According to court documents, Smiley was shot at around 2am on April 27, 2008 after a tryst with his wife at Twist — the club’s former location at Pacific and Kearney. The couple found Twist online and ventured to the club after midnight where they hooked up with another couple in a room with a round bed. Smiley later told police that while he was having sex with the man’s wife, the condom broke and the husband became angry in a subsequent dispute allegedly telling Smiley, “I kill people for a living.”
The police were told that the Smileys left afterward, and were walking to their car when Smiley heard another car pull up. The husband from the Twist tryst emerged with a gun, court records state. While fleeing, Smiley was shot in the back. On March 27, 2009, one month before Smiley’s ability to file a workers’ compensation claim would lapse, he submitted a form indicating he had been shot by a former inmate. The SFPD had filed a report on the shooting, but a correctional sergeant later told investigators that Smiley had told her he was shot by a parolee while leaving a San Francisco restaurant.

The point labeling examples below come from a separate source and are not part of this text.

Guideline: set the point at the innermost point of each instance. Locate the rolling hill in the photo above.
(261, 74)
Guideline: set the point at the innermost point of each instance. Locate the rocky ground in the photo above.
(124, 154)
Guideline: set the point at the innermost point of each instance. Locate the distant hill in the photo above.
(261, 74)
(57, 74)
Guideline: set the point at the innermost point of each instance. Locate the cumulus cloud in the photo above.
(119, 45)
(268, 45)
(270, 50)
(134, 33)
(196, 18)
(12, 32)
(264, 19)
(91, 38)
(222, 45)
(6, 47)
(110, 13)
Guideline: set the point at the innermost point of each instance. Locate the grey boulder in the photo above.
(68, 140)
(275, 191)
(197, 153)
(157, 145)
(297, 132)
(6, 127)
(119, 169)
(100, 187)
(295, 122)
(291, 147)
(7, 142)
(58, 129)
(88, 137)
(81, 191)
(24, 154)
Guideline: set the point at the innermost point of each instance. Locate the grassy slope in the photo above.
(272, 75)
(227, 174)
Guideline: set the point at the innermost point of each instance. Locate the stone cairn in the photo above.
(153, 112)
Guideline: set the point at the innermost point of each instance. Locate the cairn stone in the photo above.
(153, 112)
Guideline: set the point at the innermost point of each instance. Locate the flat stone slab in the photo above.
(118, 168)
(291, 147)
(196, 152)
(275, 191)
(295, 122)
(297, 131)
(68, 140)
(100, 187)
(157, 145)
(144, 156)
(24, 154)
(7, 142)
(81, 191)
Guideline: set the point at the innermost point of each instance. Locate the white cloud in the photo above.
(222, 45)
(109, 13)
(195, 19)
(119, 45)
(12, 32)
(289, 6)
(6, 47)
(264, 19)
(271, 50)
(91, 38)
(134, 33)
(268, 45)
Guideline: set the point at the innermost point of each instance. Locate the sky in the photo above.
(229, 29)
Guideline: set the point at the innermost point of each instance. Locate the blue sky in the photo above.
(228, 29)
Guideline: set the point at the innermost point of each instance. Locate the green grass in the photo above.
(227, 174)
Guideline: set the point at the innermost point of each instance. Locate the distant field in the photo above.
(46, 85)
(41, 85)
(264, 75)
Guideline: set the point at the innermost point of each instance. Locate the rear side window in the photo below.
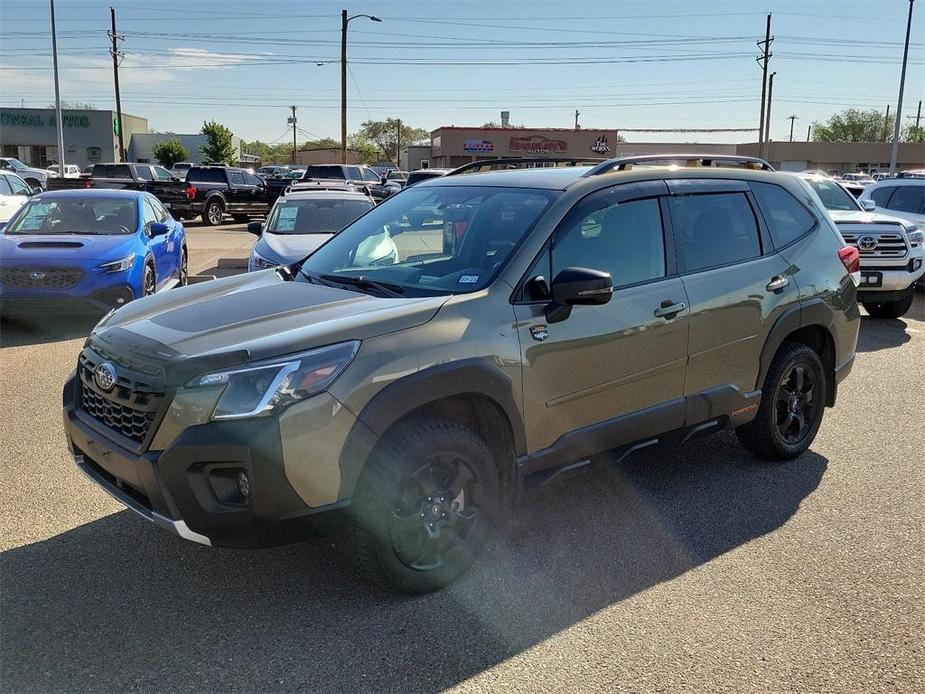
(907, 199)
(714, 229)
(787, 219)
(882, 195)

All of this came to light when the insurance claim was filed and found to be fraudulent; what remains to be seen is anything that could have come from a police investigation into who pulled the trigger on Smiley, and why. In this case, the sexual shame Smiley has around visiting an adult, couples-only sex club is so acute that the original crime is lost in trying to sift facts from shame. Doesn’t Smiley want to see his gunman brought to justice? For the real crime here is not that a married couple did what many married couples do every weekend in America. Unless Smiley believes that the crime of consensual sex between adults is, in fact, so awful it’s worth getting shot and letting a criminal go free.

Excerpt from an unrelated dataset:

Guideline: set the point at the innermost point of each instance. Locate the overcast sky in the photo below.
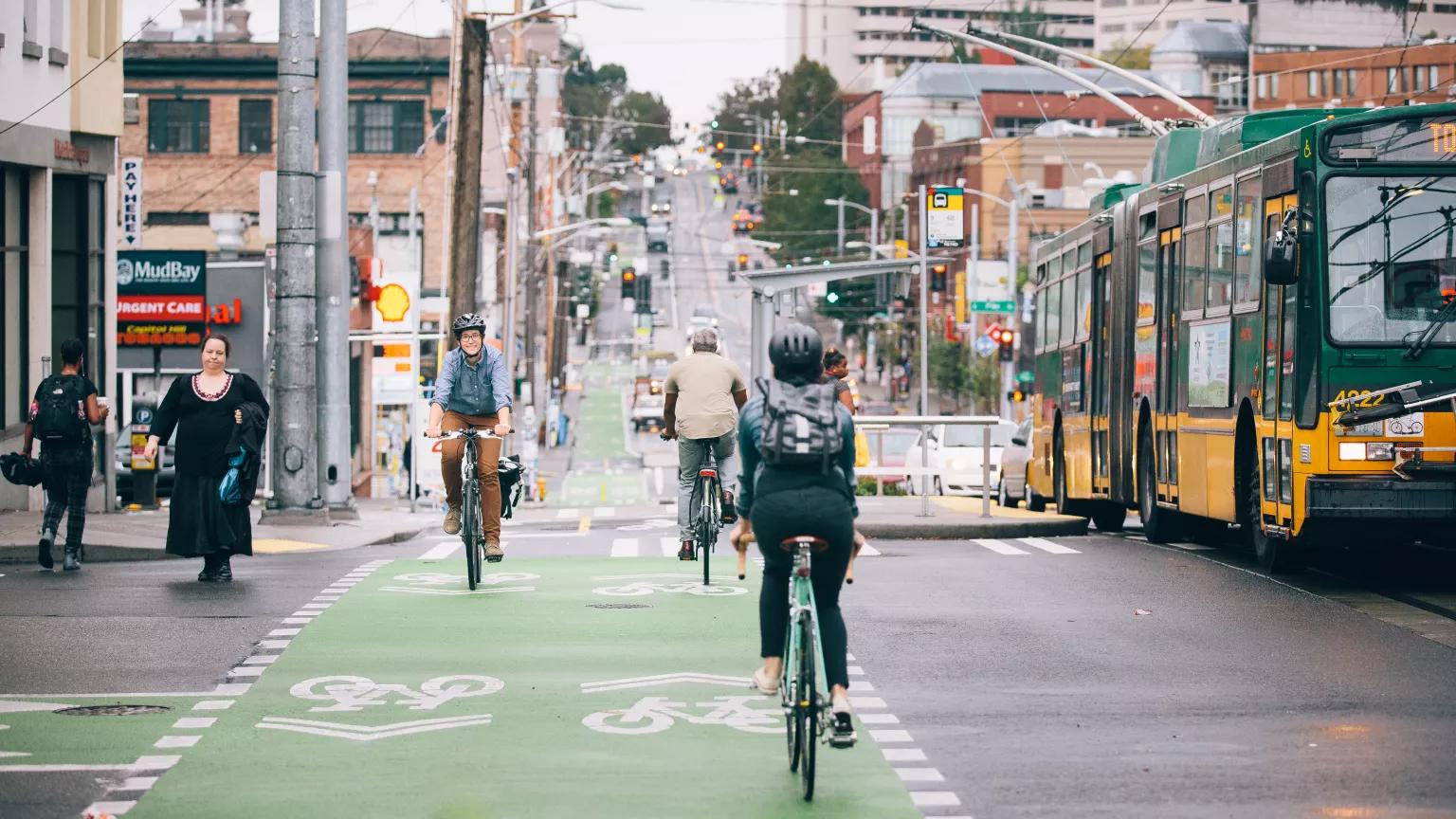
(689, 51)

Unless there’s more to the story. Again, going to a sex club is not a crime. Let’s look at Smiley’s story (according to court documents sourced in The Sacramento Bee, where the story has been followed). He claims the condom broke, and the man went postal. If Smiley was indeed using a condom, as he claims, he was following the club rules. It actually takes quite a bit to break a condom and breakage is rare; rough sex without lubrication or using an oil based lubricant would lead to tearing. But would a broken condom really instigate a death threat on the spot?

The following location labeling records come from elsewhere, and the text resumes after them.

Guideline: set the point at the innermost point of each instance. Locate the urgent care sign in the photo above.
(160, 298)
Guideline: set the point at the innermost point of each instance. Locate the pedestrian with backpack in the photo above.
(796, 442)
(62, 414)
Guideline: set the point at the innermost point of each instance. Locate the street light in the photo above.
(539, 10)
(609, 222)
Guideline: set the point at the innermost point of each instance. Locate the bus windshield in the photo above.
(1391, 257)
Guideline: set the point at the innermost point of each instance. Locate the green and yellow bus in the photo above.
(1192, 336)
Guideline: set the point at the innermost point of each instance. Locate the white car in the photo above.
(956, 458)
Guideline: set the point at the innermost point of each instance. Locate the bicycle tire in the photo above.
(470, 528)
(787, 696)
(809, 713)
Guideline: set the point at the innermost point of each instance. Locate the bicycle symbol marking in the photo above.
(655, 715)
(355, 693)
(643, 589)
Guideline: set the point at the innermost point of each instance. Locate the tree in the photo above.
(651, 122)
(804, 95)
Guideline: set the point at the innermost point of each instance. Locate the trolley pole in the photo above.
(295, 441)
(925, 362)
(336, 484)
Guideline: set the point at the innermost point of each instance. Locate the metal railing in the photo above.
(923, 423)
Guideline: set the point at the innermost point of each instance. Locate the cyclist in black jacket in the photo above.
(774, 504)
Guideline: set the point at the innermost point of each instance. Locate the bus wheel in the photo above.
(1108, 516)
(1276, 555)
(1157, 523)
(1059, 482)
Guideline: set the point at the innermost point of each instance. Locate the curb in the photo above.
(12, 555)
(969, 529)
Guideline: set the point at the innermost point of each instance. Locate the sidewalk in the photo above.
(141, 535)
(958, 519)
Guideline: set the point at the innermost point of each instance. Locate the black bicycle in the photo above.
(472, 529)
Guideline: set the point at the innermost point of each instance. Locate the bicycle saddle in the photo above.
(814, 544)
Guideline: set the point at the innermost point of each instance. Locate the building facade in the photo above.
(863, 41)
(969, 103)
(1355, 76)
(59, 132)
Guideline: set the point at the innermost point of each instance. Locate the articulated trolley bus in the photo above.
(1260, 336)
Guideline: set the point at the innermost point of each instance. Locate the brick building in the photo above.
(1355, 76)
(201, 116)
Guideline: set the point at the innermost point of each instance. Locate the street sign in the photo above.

We’ll never know for sure, but one thing is certain: in sex clubs, emotions run high. Swingers have rules, and many of these rules are to create an atmosphere of safety. This still doesn’t mean that when a man watches another man have sex with his own wife, that he’s going to be okay with it. Especially if the guy having sex with your wife is a big, African-American, former basketball star. (The same goes for all genders; what’s fine in sexual theory and fantasy feels a lot different when you make it reality and experience it in real life.)
The Smileys are still facing felony fraud charges for the workman’s comp claim which began the investigation that revealed the trip to Twist. The gunman was never caught and a criminal probe into the shooting began late last November. The Smileys’ next court date is May 5.